The degree of a child’s belonging depends not only on the legal right to ownership or access but also on the social processes, structures, and networks that support those claims. We can harmonize Amanda’s, Monica’s, Malcolm’s, and Kyle’s seemingly divergent experiences by considering the extent to which the children belong.

Of course, residence plays an essential role in school attendance and access to educational property. Bona fide resident children are the privileged class with the most substantial claim not to be excluded. As argued below, Amanda is the ideal against which all the other children are judged.

This Essay proceeds as follows: Part I describes the conventional test for who gets to access a district’s educational property. That test rises and falls on residency; thus, this Part focuses on Amanda’s and Monica’s disparate experiences in establishing bona fide residency, relating to family form and living arrangements. Part II describes circumstances in which nonresidents like Malcolm and bona fide resident children with disabilities like Kyle overcome exclusion to develop an inclusive right to educational property. Yet they experience that access very differently from prototypical Amanda.
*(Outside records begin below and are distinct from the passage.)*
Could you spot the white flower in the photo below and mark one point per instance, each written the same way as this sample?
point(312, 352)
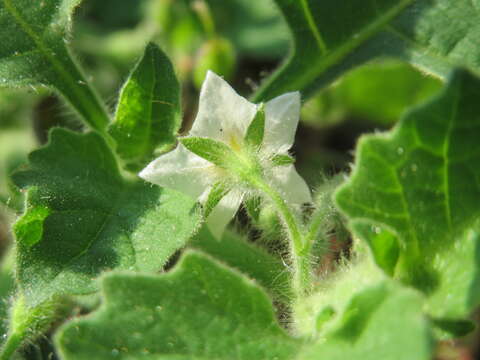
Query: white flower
point(225, 116)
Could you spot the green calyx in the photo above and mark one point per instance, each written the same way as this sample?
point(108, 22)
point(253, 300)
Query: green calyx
point(241, 162)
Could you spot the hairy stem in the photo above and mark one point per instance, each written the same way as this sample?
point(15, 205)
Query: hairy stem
point(300, 253)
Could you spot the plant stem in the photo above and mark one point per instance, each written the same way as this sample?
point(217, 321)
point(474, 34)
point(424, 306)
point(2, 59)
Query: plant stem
point(11, 345)
point(300, 251)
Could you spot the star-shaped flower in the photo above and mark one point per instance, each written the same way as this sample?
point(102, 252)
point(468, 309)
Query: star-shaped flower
point(226, 117)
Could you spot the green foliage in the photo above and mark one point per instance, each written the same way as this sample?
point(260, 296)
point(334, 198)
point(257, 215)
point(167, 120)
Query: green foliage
point(332, 37)
point(199, 310)
point(217, 192)
point(96, 220)
point(148, 112)
point(378, 92)
point(106, 266)
point(371, 321)
point(227, 303)
point(33, 52)
point(217, 55)
point(211, 150)
point(418, 185)
point(250, 259)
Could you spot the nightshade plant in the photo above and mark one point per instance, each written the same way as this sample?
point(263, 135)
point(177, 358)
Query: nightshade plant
point(110, 266)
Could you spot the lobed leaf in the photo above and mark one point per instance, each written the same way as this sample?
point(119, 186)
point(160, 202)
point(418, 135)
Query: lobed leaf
point(330, 37)
point(33, 52)
point(84, 218)
point(201, 310)
point(413, 197)
point(148, 113)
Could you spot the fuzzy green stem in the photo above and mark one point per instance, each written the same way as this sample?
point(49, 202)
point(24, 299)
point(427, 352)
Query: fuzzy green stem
point(26, 323)
point(13, 343)
point(300, 253)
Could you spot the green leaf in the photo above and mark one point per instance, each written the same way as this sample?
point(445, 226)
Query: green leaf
point(331, 37)
point(250, 259)
point(381, 322)
point(378, 92)
point(211, 150)
point(97, 220)
point(7, 286)
point(201, 310)
point(419, 183)
point(33, 51)
point(256, 129)
point(282, 160)
point(148, 113)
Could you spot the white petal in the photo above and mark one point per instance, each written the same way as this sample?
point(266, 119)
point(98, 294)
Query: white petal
point(180, 170)
point(222, 113)
point(291, 185)
point(281, 120)
point(224, 212)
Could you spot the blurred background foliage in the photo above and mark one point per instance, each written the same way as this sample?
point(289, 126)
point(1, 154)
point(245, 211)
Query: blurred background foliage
point(242, 40)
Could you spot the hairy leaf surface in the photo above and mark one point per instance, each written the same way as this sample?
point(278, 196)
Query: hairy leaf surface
point(331, 37)
point(372, 327)
point(201, 310)
point(92, 219)
point(148, 113)
point(250, 259)
point(33, 51)
point(413, 196)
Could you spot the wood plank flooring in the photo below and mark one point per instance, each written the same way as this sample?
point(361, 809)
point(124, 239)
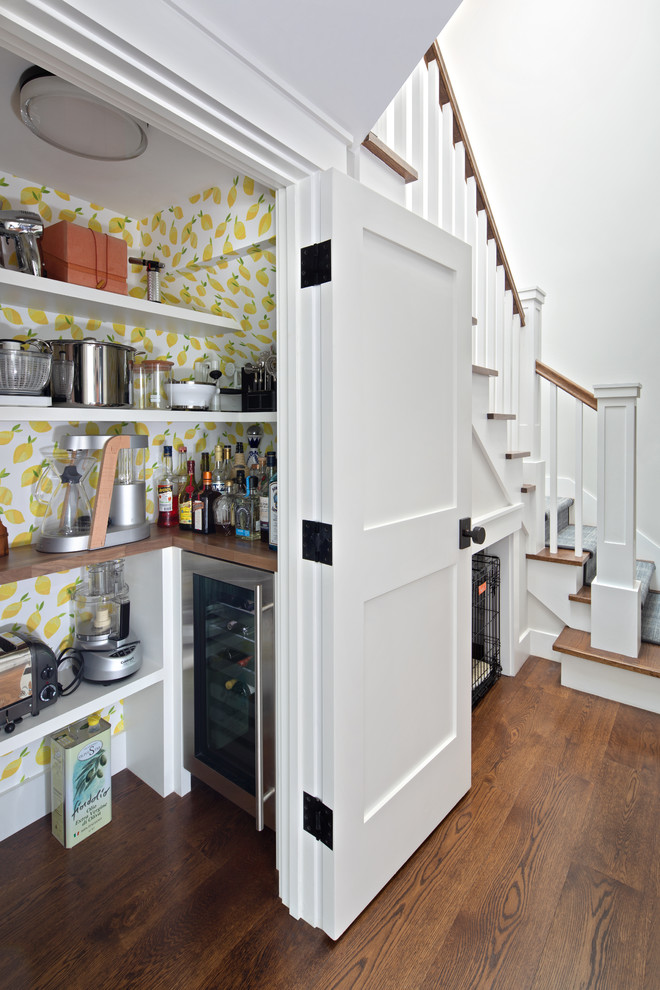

Finally, Part III suggests how focusing on property as belonging complicates the story of education as property with the central characteristic of exclusion. To belong, the students need to show that not only do they (1) have a legal claim but also that (2) they are genuine members of the group that deserves the property and (3) the law, policies, and practices of the space support those claims. To conclude, this Essay suggests that thinking about access to educational property through the lens of belonging is particularly salient in the school context, in which belonging has long been considered critical to student academic and social success.